Re: Syntax rules for a text value inside the literal for a user-defined type—doc section “8.16.2. Constructing Composite Values” - Mailing list pgsql-hackers

From Bryn Llewellyn
Subject Re: Syntax rules for a text value inside the literal for a user-defined type—doc section “8.16.2. Constructing Composite Values”
Date
Msg-id 0633582A-1EA3-49C6-9E09-0198CA9BA757@yugabyte.com
Whole thread Raw
In response to Re: Syntax rules for a text value inside the literal for a user-defined type—doc section “8.16.2. Constructing Composite Values”  (Tom Lane <tgl@sss.pgh.pa.us>)
Responses Re: Syntax rules for a text value inside the literal for a user-defined type—doc section “8.16.2. Constructing Composite Values”  ("David G. Johnston" <david.g.johnston@gmail.com>)
List pgsql-hackers
On 02-Apr-2020, at 19:25, Tom Lane <tgl@sss.pgh.pa.us> wrote:

Bryn Llewellyn <bryn@yugabyte.com> writes:
The documentation in section “8.16.2. Constructing Composite Values” here:
https://www.postgresql.org/docs/11/rowtypes.html#ROWTYPES-IO-SYNTAX <https://www.postgresql.org/docs/11/rowtypes.html#ROWTYPES-IO-SYNTAX>

The authoritative documentation for that is at 8.16.6 "Composite Type
Input and Output Syntax", and it says quite clearly that whitespace is
not ignored (except for before and after the outer parentheses).

regards, tom lane


Thanks for the super-fast reply, Tom. Yes, I had read that part. I should have said this:

“The documentation in section “8.16.2. Constructing Composite Values” et seq shows examples…”

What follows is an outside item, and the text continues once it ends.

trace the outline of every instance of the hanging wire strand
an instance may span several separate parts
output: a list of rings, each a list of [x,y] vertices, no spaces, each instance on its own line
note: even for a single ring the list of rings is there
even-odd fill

This is the text to which you refer me:

“Whitespace outside the parentheses is ignored, but within the parentheses it is considered part of the field value, and might or might not be significant depending on the input conversion rules for the field data type. For example, in:

'(  42)'

the whitespace will be ignored if the field type is integer, but not if it is text. As shown previously, when writing a composite value you can write double quotes around any individual field value.”

Notice the wording “double quotes around any individual field value.” The word “around” was the source of my confusion. For the docs to communicate what, it seems, they ought to, then the word should be “within”. This demonstrates my point:

create type rt as (a text, b text);
with v as (select '(a "b c" d,     e "f,g" h)'::rt as r)
select
  '>'||(r).a||'<' as a,
  '>'||(r).b||'<' as b
from v;


It shows this:

     a     |     b      
-----------+------------
 >a b c d< | >     e f,g h<

So these are the resulting parsed-out text values:

a b c d

and

     e f,g h

This demonstrates that, in my input, the double quotes are *within* each of the two text values—and definitely *do not surround* them.

I really would appreciate a reply to the second part of my earlier question:

“please explain the rationale for what seems to me to be a counter-intuitive syntax design choice.”

I say “counter-intuitive” because JSON had to solve the same high-level goal—to distinguish between a string value on the one hand and, for example, a number or boolean value on the other hand. They chose the rule that a string value *must* be surrounded by double quotes and that other values must *not* be so surrounded. The JSON model resonates with my intuition. It also has mechanisms to escape interior double quotes and other special characters. I am very interested to know why the PostgreSQL designers preferred their model.